Quando pequenos nossos passos são curtos e às vezes vacilantes no chão batido desta vida. Oscilamos e poderemos até tropeçar e cair frente a algum obstáculo. Na medida em que vamos crescendo, muitas alterações ao redor nos impulsionam à frente e a orquestra hormonal nos dá sua canção quando estamos como adolescentes. Cheios de inquietações, descobertas e tantas decepções que nos amadurecem aos poucos.

Mas, volto-me ao fato dos passos. As descobertas não são fáceis de serem vividas. Quisera-nos nascer sabendo! Iria doer menos, pois em cada experiência, poderemos nos amargar nas decepções e dissabores.

Recordo-me assim de um filme que ilustra um homem que nasce velho e regride a um bebê. Já nasceu “pronto”. Confesso que às vezes essa utopia poderia ser uma realidade, mas não o será. Felizmente. As experiências sempre serão necessárias e mui válidas ante o que nos aguarda no futuro próximo e no presente ativo.

Quando infantes, precisamos de que nos segurem nas mãos e nos ajudem na caminhada. Os mais experientes com paciência nos acompanham passo a passo. Um por vez.

Quando o atropelo vem, teremos as mãos e a companhia de alguém ao nosso lado. Uma pessoa experiente, valorosa e que nos sensibiliza com aconselhamentos oportunos. Não digo, imposição ou modo ditatorial de dizer o que deve ser feito. Mas me refiro ao incentivo, ao apoio e ensino de fora para dentro. Um incentivo ao pequeno se tornar pensante e não um corpo sem senso crítico ante as suas futuras escolhas.

E isto, confesso, vale-se não somente aos educadores de salas de aula, mas a todos os que já trilharam um percurso e têm certamente algo a compartilhar e agregar ao outro, em especial nesta fase de inúmeras inquietações e decisões a serem fixadas.
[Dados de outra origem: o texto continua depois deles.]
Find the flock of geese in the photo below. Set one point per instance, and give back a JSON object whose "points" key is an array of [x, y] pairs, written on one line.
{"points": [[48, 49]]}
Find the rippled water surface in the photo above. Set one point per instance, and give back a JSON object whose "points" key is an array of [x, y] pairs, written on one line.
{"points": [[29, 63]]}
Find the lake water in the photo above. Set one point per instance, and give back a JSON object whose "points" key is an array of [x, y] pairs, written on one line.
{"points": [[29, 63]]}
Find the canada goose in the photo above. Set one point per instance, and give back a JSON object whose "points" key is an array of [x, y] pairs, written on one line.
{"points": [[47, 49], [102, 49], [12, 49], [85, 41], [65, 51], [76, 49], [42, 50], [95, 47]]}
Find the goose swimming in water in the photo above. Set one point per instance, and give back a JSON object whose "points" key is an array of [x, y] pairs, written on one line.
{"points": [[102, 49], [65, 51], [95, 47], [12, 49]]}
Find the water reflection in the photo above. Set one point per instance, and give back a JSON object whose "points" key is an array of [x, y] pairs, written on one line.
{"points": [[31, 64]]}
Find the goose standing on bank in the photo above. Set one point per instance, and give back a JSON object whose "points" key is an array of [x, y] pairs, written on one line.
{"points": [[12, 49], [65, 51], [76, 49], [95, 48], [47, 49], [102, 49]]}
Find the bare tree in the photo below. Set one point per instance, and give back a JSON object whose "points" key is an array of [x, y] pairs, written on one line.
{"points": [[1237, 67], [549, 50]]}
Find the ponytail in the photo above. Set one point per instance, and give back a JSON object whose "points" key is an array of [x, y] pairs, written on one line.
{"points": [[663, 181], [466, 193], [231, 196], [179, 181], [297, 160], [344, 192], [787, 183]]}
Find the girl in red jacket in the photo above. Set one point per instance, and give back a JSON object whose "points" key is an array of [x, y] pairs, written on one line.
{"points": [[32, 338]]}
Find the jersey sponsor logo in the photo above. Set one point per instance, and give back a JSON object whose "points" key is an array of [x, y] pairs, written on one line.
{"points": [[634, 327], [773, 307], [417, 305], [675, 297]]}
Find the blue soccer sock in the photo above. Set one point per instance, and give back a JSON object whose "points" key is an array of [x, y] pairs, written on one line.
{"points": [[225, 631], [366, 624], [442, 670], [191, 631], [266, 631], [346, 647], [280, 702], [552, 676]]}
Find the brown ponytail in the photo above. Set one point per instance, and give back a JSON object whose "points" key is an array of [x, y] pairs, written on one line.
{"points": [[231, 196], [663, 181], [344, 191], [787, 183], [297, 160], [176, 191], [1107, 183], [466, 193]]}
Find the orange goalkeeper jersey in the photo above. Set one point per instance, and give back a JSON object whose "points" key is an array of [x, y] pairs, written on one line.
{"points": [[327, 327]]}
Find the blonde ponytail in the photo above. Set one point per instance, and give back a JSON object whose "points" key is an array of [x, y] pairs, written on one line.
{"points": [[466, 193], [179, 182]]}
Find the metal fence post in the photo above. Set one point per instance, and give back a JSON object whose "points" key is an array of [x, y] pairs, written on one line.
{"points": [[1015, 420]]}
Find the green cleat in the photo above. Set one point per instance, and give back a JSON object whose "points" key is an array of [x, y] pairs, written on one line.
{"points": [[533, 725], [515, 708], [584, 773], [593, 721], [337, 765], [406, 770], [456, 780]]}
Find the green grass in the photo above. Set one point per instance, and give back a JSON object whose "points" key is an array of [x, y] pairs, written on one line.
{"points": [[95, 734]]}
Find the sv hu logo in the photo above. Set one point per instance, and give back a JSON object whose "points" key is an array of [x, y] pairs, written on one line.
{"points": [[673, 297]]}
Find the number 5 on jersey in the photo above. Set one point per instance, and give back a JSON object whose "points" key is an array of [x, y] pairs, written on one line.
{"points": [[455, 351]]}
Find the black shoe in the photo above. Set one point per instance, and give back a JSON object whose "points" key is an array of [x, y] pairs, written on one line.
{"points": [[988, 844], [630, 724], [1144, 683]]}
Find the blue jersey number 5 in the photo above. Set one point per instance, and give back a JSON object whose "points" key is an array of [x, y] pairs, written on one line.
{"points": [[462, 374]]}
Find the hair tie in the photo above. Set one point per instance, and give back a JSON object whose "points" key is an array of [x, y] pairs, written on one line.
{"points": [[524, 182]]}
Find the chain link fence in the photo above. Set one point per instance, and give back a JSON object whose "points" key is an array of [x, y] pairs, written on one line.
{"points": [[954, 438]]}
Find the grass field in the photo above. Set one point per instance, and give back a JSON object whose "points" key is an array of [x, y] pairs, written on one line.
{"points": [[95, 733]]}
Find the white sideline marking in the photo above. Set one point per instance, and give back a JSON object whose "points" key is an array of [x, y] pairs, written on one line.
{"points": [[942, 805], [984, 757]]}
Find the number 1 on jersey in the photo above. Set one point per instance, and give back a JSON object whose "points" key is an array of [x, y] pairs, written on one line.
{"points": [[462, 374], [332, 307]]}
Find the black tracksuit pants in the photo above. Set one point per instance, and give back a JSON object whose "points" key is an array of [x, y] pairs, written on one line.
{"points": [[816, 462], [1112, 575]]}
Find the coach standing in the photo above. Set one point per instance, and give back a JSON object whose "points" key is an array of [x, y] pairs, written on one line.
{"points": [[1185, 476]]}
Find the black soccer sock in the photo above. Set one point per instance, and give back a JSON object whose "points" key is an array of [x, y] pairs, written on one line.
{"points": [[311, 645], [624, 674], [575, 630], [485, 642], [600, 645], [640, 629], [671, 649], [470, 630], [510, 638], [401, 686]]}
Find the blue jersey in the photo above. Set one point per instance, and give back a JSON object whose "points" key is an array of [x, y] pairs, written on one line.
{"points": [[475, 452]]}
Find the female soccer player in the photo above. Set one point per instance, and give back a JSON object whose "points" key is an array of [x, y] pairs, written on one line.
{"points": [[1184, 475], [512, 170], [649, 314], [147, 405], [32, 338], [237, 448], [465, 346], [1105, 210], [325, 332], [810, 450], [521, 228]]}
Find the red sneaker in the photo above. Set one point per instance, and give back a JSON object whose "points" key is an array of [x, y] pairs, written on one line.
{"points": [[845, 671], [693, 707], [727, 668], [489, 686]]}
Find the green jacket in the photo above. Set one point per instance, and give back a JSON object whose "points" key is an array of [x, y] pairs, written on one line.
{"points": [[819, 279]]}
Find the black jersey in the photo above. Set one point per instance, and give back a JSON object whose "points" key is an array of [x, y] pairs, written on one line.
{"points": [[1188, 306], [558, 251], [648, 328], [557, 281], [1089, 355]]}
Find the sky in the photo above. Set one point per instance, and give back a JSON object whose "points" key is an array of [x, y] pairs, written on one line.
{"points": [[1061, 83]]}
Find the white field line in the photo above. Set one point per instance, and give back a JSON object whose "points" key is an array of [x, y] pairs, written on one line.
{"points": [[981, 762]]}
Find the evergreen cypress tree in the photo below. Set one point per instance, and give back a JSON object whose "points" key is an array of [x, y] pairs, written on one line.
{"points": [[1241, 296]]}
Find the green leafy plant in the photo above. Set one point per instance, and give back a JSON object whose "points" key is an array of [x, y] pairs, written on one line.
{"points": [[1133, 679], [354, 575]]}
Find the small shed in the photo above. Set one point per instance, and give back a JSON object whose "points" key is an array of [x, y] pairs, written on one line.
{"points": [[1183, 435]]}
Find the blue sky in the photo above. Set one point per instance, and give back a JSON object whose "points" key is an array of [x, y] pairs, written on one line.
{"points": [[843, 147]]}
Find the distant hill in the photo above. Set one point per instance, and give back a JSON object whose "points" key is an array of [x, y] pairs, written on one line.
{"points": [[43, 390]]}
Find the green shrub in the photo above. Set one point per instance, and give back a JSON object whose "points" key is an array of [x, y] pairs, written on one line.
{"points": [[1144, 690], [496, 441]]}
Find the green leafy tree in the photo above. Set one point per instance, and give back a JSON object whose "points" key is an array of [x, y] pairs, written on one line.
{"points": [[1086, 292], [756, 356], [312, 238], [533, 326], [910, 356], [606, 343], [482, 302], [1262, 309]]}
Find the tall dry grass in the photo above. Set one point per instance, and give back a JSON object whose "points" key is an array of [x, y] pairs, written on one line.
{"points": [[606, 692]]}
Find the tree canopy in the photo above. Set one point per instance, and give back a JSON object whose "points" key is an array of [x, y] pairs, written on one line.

Recordo-me de uma situação ocorrida entre dois irmãos quando jovens ainda. Um enganara o outro em troca de privilégios do pai. Fora um ladrão da primogenitura, podemos assim dizer. Jacó andara errante a fugir de Esaú que não o perdoara. O tempo os aproximou e o perdão existiu nos corações. Não estavam mais tão pertos e o reencontro acontecera. Ambos com suas famílias caminhavam para um local comum. Jacó tinha muitos gados, animais variados e mulheres e crianças a lhe acompanhar. Os passos do seu irmão Esaú eram apressados após rever seu irmão e Jacó decidiu assumir a retaguarda e acompanhar os passos das crianças, mulheres e dos animais, pois não aguentariam o apressar da caminhada e incorriam no risco de perderem a vida. Ele não teve pressa. Apenas via que um objetivo estava à frente, mas que precisava acompanhar os passos dos mais fracos para aquela caminhada de volta. Ambos os irmãos com a restauração dos laços familiares concretizadas, bem como objetivos a frente.

O acompanhar como Jacó o fez aos mais debilitados na caminhada é passível de nossa admiração. Assim como temos tantos outros homens e mulheres que hoje se dispõem a acompanhar os passos dos mais tenros e menos favorecidos de forças nas escolhas e decisões a frente. Sim, estes necessitam de alguém que lhes acompanhem a caminhada.

E os homens e mulheres que se dispõem a acompanhar os passos, ainda que curtos, mas com maestria a despertar nos pequenos e jovens o senso de direção, estão assim de parabéns e requerem nossas preces para terem sempre sabedoria dos céus para continuarem.

Hoje, neste vasto mundo de inversão de valores e princípios, temos a frente o desafio que nossa idade fisiológica e nossa maturidade emocional permitem de fazermos a diferença nos nossos juvenis e jovens que estão ao nosso redor. Não precisaremos ser dotados de diplomas das grandes academias, mas precisamos ser diplomados na academia da vida humana, onde acompanhar o outro é a maior lição a ser ofertada para quem ainda não sabe caminhar nos seus próprios passos tão seguros em si.

Essa segurança, a vida quem dará, mas far-nos-à bem como adultos vividos o privilégio da contribuição na formação, no senso crítico e no despertar para a mesma vida que ensina um pouco a cada novo dia.

Quem acompanhará os nossos passos? É uma pergunta latente em muitos olhares de nossos jovens e crianças desesperançados de um futuro melhor do que esse presente vivido. Ainda valerá a pena acompanhar tais meninos e meninas. Eles crescem e nós se assim o fizermos também cresceremos um pouco mais a cada dia. Creio sim ser isto um investimento e não perda de tempo… Não mesmo!

Texto escrito por: Fabiana Colimoide.